The "willful" infringement of a patent enables the plaintiff to collect treble damages, as well as attorneys' fees. On September 13, 2004, in Knorr-Bremse Systems Fuer Nutzfahrzeuge GmbH v. Dana Corp., the Federal Circuit overturned 18 years of precedent on how to establish willful infringement in patent cases. After reviewing about 24 amicus curiae briefs, the virtually unanimous en banc court held that when the attorney-client privilege and/or work-product privilege is invoked by a defendant in a patent infringement suit who had sought advice on infringement, it is inappropriate for the trier-of-fact to draw an adverse inference with respect to willful infringement when the opinion is withheld. Further, the court found that when the defendant had not obtained legal advice, it was also inappropriate to draw an adverse inference of willful infringement.
In most patent cases, evidence of intentional copying is seldom available. Thus, the courts have focused on whether an accused infringer had a good-faith belief that its conduct was proper. In the early 1980s, the Federal Circuit imposed an affirmative duty on an accused infringer to act with due care, including the duty to seek and obtain advice from counsel. Underwater Devices, Inc. v. Morrison-Knudsen Co., 717 F.2d 1380, 1389-90 (Fed. Cir. 1983). Later, in Kloster Speedsteel AB v. Crucible, Inc., 793 F.2d 1565, 1580 (Fed. Cir. 1983), and Fromson v. Western Litho Plate & Supply Co., 853 F.2d 1568, 1572-73 (Fed. Cir. 1988), the Federal Circuit reasoned that a defendant's silence on an opinion of counsel could warrant an adverse inference that the accused infringer had not obtained an opinion or any such opinion was or would have been adverse.
Thus, for nearly 20 years, accused infringers were faced with few good alternatives when confronted with allegations of willful infringement. To avoid the adverse inference, a defendant who had obtained an opinion from counsel had to reveal those opinions and waive the attorney-client privilege and the attorney work product shield. The problem was that many patent owners used the attorney-client waiver of the opinion as leverage to seek broad discovery, even for materials communicated by litigation counsel and attorney work product of litigation counsel.
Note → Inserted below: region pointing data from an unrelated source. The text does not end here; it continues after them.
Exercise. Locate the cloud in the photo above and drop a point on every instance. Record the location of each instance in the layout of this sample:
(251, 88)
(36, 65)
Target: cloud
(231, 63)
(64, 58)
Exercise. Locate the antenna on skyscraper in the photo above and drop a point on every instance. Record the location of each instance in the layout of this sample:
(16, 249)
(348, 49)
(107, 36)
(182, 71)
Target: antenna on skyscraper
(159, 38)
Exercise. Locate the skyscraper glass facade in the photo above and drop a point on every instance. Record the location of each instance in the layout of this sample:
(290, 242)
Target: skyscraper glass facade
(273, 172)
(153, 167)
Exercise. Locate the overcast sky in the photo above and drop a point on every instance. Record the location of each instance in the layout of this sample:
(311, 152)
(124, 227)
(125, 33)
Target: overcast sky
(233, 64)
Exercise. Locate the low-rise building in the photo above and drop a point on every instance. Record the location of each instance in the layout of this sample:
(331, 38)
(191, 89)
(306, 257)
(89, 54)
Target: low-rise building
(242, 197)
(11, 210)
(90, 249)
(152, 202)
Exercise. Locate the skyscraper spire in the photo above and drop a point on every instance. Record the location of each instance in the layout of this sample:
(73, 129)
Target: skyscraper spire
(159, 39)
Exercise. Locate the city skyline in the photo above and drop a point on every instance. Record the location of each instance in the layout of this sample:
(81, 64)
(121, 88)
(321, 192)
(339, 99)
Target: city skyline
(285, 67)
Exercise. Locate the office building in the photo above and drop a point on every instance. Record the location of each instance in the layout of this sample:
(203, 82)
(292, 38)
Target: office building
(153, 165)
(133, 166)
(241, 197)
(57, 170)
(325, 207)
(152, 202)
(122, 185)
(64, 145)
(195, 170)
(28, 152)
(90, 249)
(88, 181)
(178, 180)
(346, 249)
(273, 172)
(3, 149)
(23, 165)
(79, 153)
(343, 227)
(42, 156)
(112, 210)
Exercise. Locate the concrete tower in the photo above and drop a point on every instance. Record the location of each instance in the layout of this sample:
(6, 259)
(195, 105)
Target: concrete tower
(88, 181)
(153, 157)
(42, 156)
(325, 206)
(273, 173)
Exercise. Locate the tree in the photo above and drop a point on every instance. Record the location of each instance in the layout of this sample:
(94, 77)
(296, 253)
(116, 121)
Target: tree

If the accused infringer elected not to reveal its opinion or not reveal it had obtained an opinion, the court drew the adverse inference of willful infringement.
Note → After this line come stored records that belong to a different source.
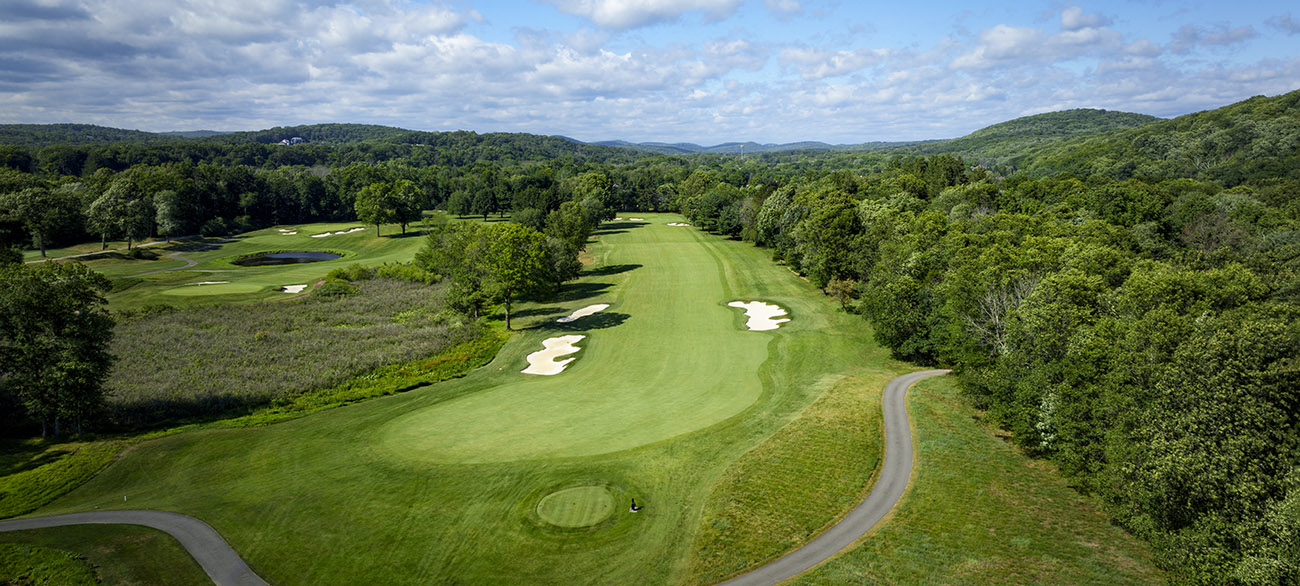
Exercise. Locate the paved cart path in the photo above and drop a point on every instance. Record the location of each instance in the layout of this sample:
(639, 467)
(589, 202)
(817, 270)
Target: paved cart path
(208, 548)
(225, 567)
In the Knorr-Bremse opinion, the Federal Circuit addressed several separate questions. To the question “[w]hen the attorney-client privilege and/or work-product privilege is invoked by a defendant in an infringement suit, is it appropriate for the trier-of-fact to draw an adverse inference with respect to willful infringement,” the court answered with an resounding “no.” Balancing the attorney-client privilege versus the duty to disclose opinions of counsel, the Federal Circuit stated that “a special rule affecting attorney-client relationships in patent cases is not warranted.”
The Federal Circuit also answered the second question, “when the defendant had not obtained legal advice, is it appropriate to draw an adverse inference with respect to willful infringement,” with “no.” The Federal Circuit held “that it is inappropriate to draw a similar adverse inference from failure to consult counsel.” Yet, the court noted that potential infringers still have “an affirmative duty of due care to avoid infringement of the known patent rights of others.” Thus, the Federal Circuit did not ameliorate duty to obtain an opinion of counsel when faced with a non-frivolous patent infringement allegation.
The Federal Circuit also determined that a substantial defense to infringement is not sufficient to defeat liability for willful infringement even if no legal advice has been secured. The Federal Circuit noted that this was a merely factor to be weighed in the totality of the circumstances analysis.
After Knorr-Bremse, accused infringers are no longer faced with an adverse inference stemming from the choice of not divulging an opinion of counsel or from not having obtained one. Instead, the burden is now on the patent holder to prove under the totality of the circumstances that an accused infringer acted willfully. Whether the accused infringer obtained a competent opinion of counsel is now simply one factor to consider in this analysis. Other factors include:
- Whether the infringer deliberately copied the ideas or design of another (ideas and design would encompass, for example, copying the commercial embodiment).
- The infringer's behavior as a party to the litigation.
- The defendant's size and financial condition.
- The closeness of the case.
- The duration of the defendant's misconduct.
- Remedial action taken by the defendant.
- The defendant's motivation for harm.
- Whether the defendant attempted to conceal its misconduct.
One large issue not addressed by Knorr-Bremse is whether the trier-of-fact can or should be told whether or not counsel was consulted as part of the totality of the circumstances analysis. Despite several amicus curiae briefs on the issue, the Federal Circuit explicitly refused to address the issue because it was not raised in the underlying case or on appeal. Other open issues include the governing law on the scope of waiver (Federal Circuit vs. regional circuit), the extension of the waiver to work product not communicated to the client, and temporal limitations on the waiver (limiting the waiver to before the filing date of the lawsuit). Thus, the Federal Circuit's role in resolving willful infringement analysis has not yet gone by the wayside.